Rio de Janeiro Vigilante de shopping depõe em caso de agressão contra jovem no RJ

Vigilante de shopping depõe em caso de agressão contra jovem no RJ

Segundo a Polícia Civil, os dois suspeitos do crime são PMs, mas ainda não se apresentaram para prestar depoimento na 37ª DP (Ilha do Governador)

  • Rio de Janeiro | Do R7, com RecordTV Rio

A Polícia Civil ouviu, neste sábado (8), um vigilante e um funcionário do shopping na Ilha do Governador, zona norte do Rio, onde um jovem foi agredido por dois homens ao tentar trocar um relógio comprado em uma loja de departamento.

O vigilante, que aparece uniformizado nas imagens, negou que tenha sido omisso diante do caso. Ele afirmou que tentou apaziguar a situação, mas que o momento não foi registrado no vídeo.

Vigilante aparece nas imagens sem interferir em agressão

Vigilante aparece nas imagens sem interferir em agressão

Reprodução

De acordo com os depoimentos, os agressores trabalhavam em uma empresa terceirizada de segurança para o shopping. A polícia já sabe que ambos são policiais militares - antes havia a confirmação, por meio do MP-RJ (Ministério Público do Rio de Janeiro), de que apenas um deles é PM.
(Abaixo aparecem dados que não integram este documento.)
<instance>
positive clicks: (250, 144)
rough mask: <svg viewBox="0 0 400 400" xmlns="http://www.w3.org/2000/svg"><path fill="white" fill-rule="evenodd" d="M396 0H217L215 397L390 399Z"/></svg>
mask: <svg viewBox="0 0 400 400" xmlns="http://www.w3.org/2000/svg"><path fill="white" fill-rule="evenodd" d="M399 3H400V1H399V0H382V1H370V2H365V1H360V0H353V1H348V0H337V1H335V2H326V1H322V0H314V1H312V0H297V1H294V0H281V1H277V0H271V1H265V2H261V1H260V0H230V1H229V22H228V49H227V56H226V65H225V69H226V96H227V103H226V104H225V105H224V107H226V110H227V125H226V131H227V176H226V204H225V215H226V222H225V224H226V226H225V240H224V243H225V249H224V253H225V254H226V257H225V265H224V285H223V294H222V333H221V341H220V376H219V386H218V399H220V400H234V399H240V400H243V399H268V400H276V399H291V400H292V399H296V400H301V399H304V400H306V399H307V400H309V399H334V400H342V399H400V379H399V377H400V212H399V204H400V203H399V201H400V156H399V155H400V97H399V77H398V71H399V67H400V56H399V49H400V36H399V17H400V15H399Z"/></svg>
Os suspeitos, que não tiveram os nomes divulgados, ainda não se apresentaram para prestar depoimento na 37ª DP (Ilha do Governador), mas continuam sendo aguardados nesta segunda (10).

Se indiciados, os agressores podem responder por crime de preconceito em razão de raça e abuso de autoridade.

O caso 

O jovem Matheus Fernandes, de 18 anos, foi abordado dentro de uma loja quando aguardava para fazer a troca de um relógio comprado para o Dia dos Pais. 

Sem explicações, ele foi conduzido pelos dois agressores até a escada de emergência do shopping, onde foi imobilizado e até ameaçado com uma arma.

De acordo com a vítima, os suspeitos não deram chance de explicar que o relógio não era roubado e que a nota fiscal estava no bolso.

O promotor Sauvei Lai disse, em entrevista ao Cidade Alerta RJ, suspeitar que o jovem tenha sido vítima de preconceito. 

"Se o Matheus fosse branco de olho azul, o procedimento adotado por esse segurança, aliás um deles policial militar, seria este? Isto tudo eu vou considerar quando decidir qual a denúncia será oferecida contra os dois homens", disse.

Em nota, a Renner afirmou que os dois homens não prestam serviços para a rede de lojas e ressaltou que busca contato com Matheus para “dar suporte necessário”. A assessoria da empresa também afirmou que cobrou esclarecimentos do shopping.

O Ilha Plaza Shopping afirmou que combate atitudes discrimitatórias de qualquer tema e manifestou repúdio ao caso ocorrido. Ressaltou ainda que afastou a empresa de consultoria de segurança contratada.

A Polícia Militar ainda não se manifestou sobre o caso.